Remembering George Bush, the Iraq War, and the Murder of Pat Tillman
A story of propaganda machines, cover-ups, and lies
Here is Pat Tillman.
He started his career in Football as a linebacker at Arizona State University, in 1994. He graduated with a 3.85 GPA, was named Arizona State’s MVP for his last season, and was voted the Pac-10 Defensive Player of the Year.
In the 1998 NFL Draft, he was picked up by the Arizona Cardinals.
He was listed in the 2000 NFL All-Pro team with 155 tackles, 1.5 sacks, 2 forced fumbles, 9 pass deflections.
He turned down extra money offered by the St. Louis Rams as a show of loyalty to the Cardinals. It was a $9 million contract.
In May of 2002, Pat turned down a contract offer of $3.6 million from the Cardinals and, instead, decided to enlist in the U.S. Army.
He felt his duty was to defend the country after the September 11 attacks.
He didn’t care about money.
Early 2004, he was deployed in Afghanistan, and based in FOB Salerno. On April 22, 2004, he was reported to have been killed by enemy combatants. The Army claimed that the unit was attacked in an ambush, leaving an Afghan Militia soldier killed and injuring some platoon members.
Almost 3 years later, after he was buried, the U.S. Army Criminal Investigation Command concluded that he was killed in friendly fire. An allied group fired upon another in confusion when nearby gunfire was mistaken for the enemy’s.
According to the Army doctors, just days after his death, it was revealed that Tillman was shot no less than three times in the head less than 10 yards away.
It was revealed that Army commanders knew this.
They still posthumously promoted Tillman to the rank of Corporal, awarding him a Silver Star and a Purple Heart.
His body armor and uniform were burned in a fire to hide the fact that he was murdered by his own.
Not bad enough that he was killed by his own people.
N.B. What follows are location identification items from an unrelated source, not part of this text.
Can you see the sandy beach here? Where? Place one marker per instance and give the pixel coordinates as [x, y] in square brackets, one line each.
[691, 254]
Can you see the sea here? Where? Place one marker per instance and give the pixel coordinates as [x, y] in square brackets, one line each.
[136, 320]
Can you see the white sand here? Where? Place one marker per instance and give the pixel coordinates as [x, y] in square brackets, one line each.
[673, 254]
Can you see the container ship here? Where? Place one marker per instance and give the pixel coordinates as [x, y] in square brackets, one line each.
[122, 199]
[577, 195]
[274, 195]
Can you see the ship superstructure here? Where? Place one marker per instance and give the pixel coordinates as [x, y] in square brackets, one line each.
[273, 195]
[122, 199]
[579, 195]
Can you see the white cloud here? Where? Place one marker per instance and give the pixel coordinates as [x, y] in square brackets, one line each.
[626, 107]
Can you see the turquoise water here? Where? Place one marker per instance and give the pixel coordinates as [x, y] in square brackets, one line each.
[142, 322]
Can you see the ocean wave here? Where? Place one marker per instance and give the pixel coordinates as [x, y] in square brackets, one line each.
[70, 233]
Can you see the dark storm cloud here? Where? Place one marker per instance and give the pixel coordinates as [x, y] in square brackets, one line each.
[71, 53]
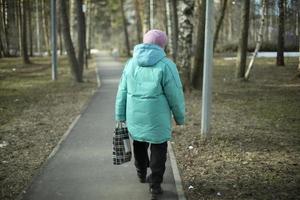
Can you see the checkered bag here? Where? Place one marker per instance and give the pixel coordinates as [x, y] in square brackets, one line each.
[121, 145]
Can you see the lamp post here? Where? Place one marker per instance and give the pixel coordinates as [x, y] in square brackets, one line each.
[207, 72]
[53, 40]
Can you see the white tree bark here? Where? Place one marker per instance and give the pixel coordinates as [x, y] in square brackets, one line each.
[169, 25]
[263, 11]
[185, 26]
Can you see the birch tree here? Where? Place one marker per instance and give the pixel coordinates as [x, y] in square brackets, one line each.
[263, 13]
[185, 26]
[280, 38]
[197, 77]
[138, 21]
[74, 64]
[146, 21]
[220, 22]
[45, 17]
[126, 37]
[243, 41]
[24, 8]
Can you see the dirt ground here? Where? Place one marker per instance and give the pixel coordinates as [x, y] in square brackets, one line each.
[254, 148]
[35, 113]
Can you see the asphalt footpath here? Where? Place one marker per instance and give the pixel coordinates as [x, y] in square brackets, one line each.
[81, 168]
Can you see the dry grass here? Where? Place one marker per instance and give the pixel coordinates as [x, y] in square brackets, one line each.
[254, 150]
[35, 112]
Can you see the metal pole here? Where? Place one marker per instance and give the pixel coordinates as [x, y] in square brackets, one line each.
[207, 73]
[38, 28]
[53, 39]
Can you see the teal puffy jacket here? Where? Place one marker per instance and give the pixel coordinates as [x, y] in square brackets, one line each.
[149, 93]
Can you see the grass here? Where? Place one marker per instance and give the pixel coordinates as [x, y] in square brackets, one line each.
[253, 151]
[35, 112]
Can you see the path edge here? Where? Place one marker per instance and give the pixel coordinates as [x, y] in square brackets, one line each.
[62, 139]
[176, 174]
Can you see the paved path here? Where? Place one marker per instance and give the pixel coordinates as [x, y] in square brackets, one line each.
[82, 167]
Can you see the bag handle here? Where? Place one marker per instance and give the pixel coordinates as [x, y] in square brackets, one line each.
[121, 124]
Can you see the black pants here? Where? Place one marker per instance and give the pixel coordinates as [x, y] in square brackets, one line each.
[156, 163]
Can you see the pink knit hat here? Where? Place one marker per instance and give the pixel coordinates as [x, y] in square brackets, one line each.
[157, 37]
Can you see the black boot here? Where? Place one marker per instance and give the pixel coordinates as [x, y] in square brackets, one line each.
[155, 192]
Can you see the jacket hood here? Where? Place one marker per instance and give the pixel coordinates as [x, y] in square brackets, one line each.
[148, 54]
Not awful enough that there was material in Tillman’s notebook which documented how illegal the Afghanistan war was and still is. They burned that notebook along with his armor.
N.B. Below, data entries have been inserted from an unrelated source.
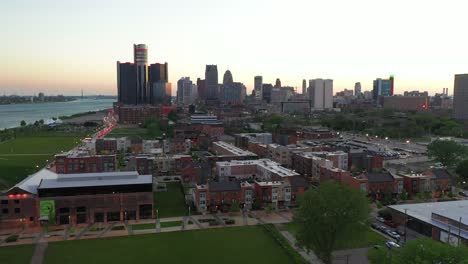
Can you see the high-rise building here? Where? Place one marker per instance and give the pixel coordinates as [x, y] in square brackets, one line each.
[382, 87]
[266, 92]
[258, 83]
[460, 97]
[321, 93]
[201, 84]
[278, 83]
[211, 82]
[357, 89]
[127, 83]
[227, 78]
[304, 86]
[186, 91]
[140, 55]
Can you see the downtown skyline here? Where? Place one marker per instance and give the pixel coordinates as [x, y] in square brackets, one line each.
[67, 47]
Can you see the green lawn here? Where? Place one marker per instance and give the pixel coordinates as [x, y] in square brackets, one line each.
[16, 254]
[171, 224]
[229, 245]
[172, 202]
[144, 226]
[19, 157]
[364, 239]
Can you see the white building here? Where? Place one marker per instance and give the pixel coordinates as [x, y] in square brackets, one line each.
[321, 93]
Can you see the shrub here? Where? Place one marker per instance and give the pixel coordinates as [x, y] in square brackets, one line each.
[11, 238]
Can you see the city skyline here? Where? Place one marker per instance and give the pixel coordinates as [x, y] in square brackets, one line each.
[70, 47]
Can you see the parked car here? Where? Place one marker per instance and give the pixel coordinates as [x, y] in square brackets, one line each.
[380, 219]
[390, 223]
[393, 234]
[391, 245]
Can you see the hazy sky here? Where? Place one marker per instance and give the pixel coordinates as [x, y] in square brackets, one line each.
[65, 46]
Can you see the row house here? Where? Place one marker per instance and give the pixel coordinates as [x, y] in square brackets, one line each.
[83, 162]
[309, 165]
[215, 196]
[436, 181]
[262, 169]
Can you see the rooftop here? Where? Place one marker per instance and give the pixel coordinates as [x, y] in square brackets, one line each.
[452, 210]
[95, 179]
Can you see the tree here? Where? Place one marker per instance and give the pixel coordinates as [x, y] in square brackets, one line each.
[172, 116]
[447, 152]
[421, 251]
[330, 213]
[462, 170]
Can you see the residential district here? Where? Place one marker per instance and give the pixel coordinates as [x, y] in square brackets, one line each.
[212, 146]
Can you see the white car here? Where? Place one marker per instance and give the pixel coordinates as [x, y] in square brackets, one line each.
[391, 244]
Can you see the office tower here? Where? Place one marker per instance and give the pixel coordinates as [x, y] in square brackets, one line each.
[460, 97]
[201, 84]
[357, 89]
[382, 87]
[392, 85]
[211, 82]
[266, 92]
[126, 83]
[186, 91]
[140, 55]
[158, 72]
[304, 86]
[321, 93]
[258, 83]
[227, 78]
[232, 93]
[278, 83]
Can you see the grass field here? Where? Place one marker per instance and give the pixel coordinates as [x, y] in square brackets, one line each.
[228, 245]
[19, 157]
[172, 202]
[365, 239]
[16, 254]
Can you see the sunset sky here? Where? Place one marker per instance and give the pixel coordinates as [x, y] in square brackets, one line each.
[61, 47]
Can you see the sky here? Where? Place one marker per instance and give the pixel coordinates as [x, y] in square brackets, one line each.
[61, 47]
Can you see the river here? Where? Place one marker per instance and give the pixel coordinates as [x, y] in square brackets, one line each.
[11, 115]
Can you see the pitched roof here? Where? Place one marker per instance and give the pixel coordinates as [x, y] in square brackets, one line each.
[224, 186]
[298, 181]
[380, 176]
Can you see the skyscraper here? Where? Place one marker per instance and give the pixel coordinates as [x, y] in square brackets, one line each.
[126, 83]
[211, 81]
[186, 91]
[460, 97]
[321, 93]
[304, 86]
[382, 87]
[258, 83]
[227, 78]
[140, 55]
[357, 89]
[278, 83]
Not disgusting enough that his own members lied to his family at his funeral.
You murder a man several thousand miles away from his home. You concoct a whole story about his murder. You instead create a poster boy to sell a war effort that nobody wants.
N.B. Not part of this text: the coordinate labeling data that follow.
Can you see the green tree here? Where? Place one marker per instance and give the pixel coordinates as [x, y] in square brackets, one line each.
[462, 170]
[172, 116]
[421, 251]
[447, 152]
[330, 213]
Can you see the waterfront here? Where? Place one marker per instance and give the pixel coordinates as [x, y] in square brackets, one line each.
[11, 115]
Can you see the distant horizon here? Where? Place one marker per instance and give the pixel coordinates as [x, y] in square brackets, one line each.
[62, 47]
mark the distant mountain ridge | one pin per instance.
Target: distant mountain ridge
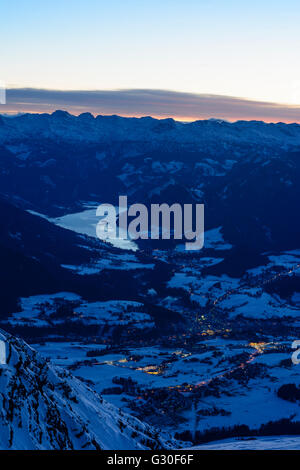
(103, 128)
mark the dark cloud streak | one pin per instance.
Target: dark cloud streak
(156, 103)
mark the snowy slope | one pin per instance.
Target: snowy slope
(44, 407)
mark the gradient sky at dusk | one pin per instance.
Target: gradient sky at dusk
(245, 49)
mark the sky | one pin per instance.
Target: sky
(221, 49)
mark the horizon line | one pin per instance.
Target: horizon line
(159, 104)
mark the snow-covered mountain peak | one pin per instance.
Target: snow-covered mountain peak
(45, 407)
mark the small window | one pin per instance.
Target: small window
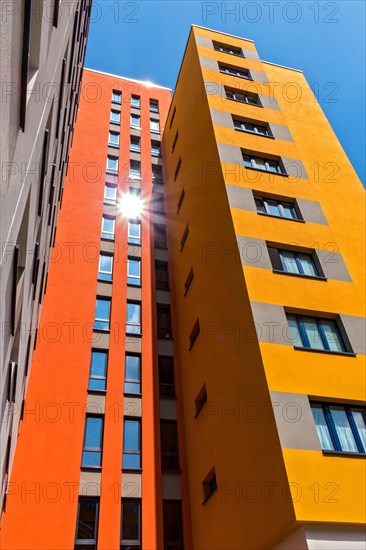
(87, 523)
(93, 437)
(131, 524)
(105, 267)
(116, 97)
(115, 117)
(315, 333)
(131, 457)
(209, 485)
(133, 321)
(169, 446)
(134, 271)
(341, 428)
(108, 227)
(102, 314)
(166, 376)
(132, 374)
(134, 232)
(194, 334)
(98, 371)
A human with all the smarts and the talent in the world to have a multi-million dollar Football contract. Who just wanted to help his country. Who wanted to stand for something.
You kill him.
You rewrite his own story.
You lie to his family.
And then you fix things with the embarrassment of an “investigation”, years later, to clean your act.
When everybody already knew what happened.
Tillman wanted to do what was right despite how wrong everything was.
It wasn’t bad enough how wrongly his life ended; the Bush administration and the Pentagon had to withhold key documents that related important details about his death.
They denied any document requests from Congress, citing executive privilege.
It wasn’t just unfair.
It was absolutely disgusting.
And every single person knew — who went along with it anyway.
Tillman gave up everything to live in the shadows, and the people around him dug him there and danced on his gravestone.
His whole life, subtracted to a lack of recollection by his general, withheld documents, and lies.